Developing Hyper Local Niche Sites for Affiliate Leads
First, let’s examine the structure of the website:
- Home Page (with generation information about parks)
- Dog Park Rules (with info about safety and what to expect)
- Dog Park Videos (with multi-media which helps engage and entertain)
- Dog Training (with a sales page about the owner’s services)
- List of Dog Parks (with a list that’s pillar-type content to get ranked)
- Why Go To The Park (with reasons to go which also conveys the need for training)
The site is even built within the basic installation of WordPress and looks like something that was slapped together in about a day or two (tops).
Consider, now, if you were to work on this type of project.
How much of your affiliate marketing, website development, SEO, lead generation, and all that other jazz could you bring to the table?
Which of your marketing skills could you use to utterly dominate the local listings … and leverage that to promote affiliate offers.
Let’s make an example – say you’re doing something like “Local Craft Breweries”.
The structure (and strategy) could go a little something like this:
- Home (with general info about craft brewing, history, and what it’s like in the area)
- Craft Brew Directory (with info on all the different providers in the area)
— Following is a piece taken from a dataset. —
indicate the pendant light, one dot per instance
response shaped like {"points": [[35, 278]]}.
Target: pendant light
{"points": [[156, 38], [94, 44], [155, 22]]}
- Brewing Training (with info for those that want to give it a try – with affiliated offers)
- Events & News (with info on local events and local news)
Even just these four main areas should be enough to really provide a great deal of value to people searching for that information in your area.
Sure, a new site or local site for your city/town may have a lot of this information.
But, what if you were to pour your heart and soul into this little project by making it personal?
What if you did local interviews, went down to the breweries, reviewed the beers, took classes, and go into the local scene, too?
These ideas can be applied to just about anything on a local level because chances are there aren’t many people making these types of websites.
In the process of writing this post, I also recall subscribing to a local foodie blog where the person goes around to the local events and food trucks doing reviews.
I even, at one time, made a local site for club nights and music festivals.
The great thing about creating local niche sites is that you’re far more likely to get others on board.
These small businesses and individuals would kill for that exposure. They’re probably not getting it from the local news and they may not have the money for advertising. But they sure will contribute and do what they can to help get a review or write up about their business when it’s listed on your site which means easy pickings for social traffic and ranking.
Own Your Town. Rule the City.
I know it’s not the most attractive site.
I know some of the ideas may be a bit of a stretch.
But, what’s holding you back from creating sites like these?
If you already have the hosting and know-how of building a blog you’ll most likely spend what?
About $10 for the domain and a day or two creating some of the base content (which can actually be replicated in style and form for other niche sites you create for the area).
You could get one of these types of sites every weekend and by the end of the year cover just about all the good stuff about your city/town. You could promote all kinds of affiliate offers if you had these sites working for you. You could even approach businesses with pitches for advertising or even buying the niche sites.
They say you can’t do local niche sites anymore because of all the setbacks by Google.
You know what?
If you’re providing exceptional value for something that isn’t really being covered in the first place.
How in the world are they going to slap you for being better than all the other listings?
I found this tactic pretty interesting. I’d think you would too. Give it a try.